Maximum Power Point Voltage (Vmpp)
Vmpp (V) is the voltage where the Pmax is achieved. It is typically listed in the solar panel specification. It depends mostly on the temperature and will drop drastically at a specific temperature threshold.
Maximum Power Point Current (Impp)
Impp (A) is the current where the Pmax is achieved. It is typically listed in the solar panel specification.
Open Circuit Voltage (Voc)
Voc (V) is the voltage in no-load condition. It represents the maximum voltage and is commonly used to define the solar panel configuration for the number of panels wired in series to the inverter/charge controller. It is important to prevent overvoltage, which could damage the equipment.
Short Circuit Current (Isc)
Isc (A) is the current in no-load condition. It represents the maximum current when the short circuit occurs by connecting the positive and negative leads of the wire. This is important as a safety concern and ensuring the needs of protective devices like fuses or breakers.
Other terms related to a panel’s performance
Wind load (Pa), also known as back maximum static load, refers to the amount of wind force that a panel can bear with.

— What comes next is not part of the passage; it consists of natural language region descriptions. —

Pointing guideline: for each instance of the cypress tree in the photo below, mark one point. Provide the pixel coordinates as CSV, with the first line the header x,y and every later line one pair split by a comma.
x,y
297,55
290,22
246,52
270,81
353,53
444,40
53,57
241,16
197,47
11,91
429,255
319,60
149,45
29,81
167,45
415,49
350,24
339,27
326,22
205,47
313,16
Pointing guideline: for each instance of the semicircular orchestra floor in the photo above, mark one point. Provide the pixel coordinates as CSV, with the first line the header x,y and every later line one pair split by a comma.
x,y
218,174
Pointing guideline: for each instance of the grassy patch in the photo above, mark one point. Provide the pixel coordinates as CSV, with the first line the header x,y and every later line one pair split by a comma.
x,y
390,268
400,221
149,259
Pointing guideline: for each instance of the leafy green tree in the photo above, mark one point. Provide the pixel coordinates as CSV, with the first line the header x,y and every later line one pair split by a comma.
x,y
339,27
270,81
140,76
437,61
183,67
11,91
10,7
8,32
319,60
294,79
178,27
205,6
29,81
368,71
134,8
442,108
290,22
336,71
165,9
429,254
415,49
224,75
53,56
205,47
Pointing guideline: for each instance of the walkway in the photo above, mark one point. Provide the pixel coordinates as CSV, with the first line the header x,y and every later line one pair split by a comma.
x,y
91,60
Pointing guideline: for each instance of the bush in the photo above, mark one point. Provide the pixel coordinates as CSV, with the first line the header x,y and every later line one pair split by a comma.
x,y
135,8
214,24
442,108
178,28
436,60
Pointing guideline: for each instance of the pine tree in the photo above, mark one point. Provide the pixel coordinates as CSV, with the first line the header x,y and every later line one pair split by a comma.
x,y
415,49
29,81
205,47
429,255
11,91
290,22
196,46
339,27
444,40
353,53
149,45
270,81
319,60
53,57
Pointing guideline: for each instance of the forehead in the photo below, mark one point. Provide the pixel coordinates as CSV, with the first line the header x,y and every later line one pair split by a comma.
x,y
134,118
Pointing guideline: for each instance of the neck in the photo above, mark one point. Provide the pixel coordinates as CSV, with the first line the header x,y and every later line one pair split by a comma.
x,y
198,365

The wind force is proportional to the wind speed. In the case of extreme weather, the mounting of the panel would need special attention to guarantee system robustness.
Snow load (Pa), also known as front maximum static load, refers to pressure from a static snow weight that a panel can bear. For the area with heavy snow, it is recommended to use a stronger panel so that it won’t break easily.
STC is still the most used standard for factory testing of solar panels. If the specifications contain ratings under PTC or NOCT, it could be an additional consideration to compare the overall performance. Testing under PTC and NOCT conditions is also recommended to complete technical data on solar panel specifications. Some characteristics, such as efficiency and power loss, may be better described using test conditions similar to the operation. We also need to consider the environmental and climatic factors in addition to technical parameters since they impact the solar panel's performance and the strength of the structure required for installation.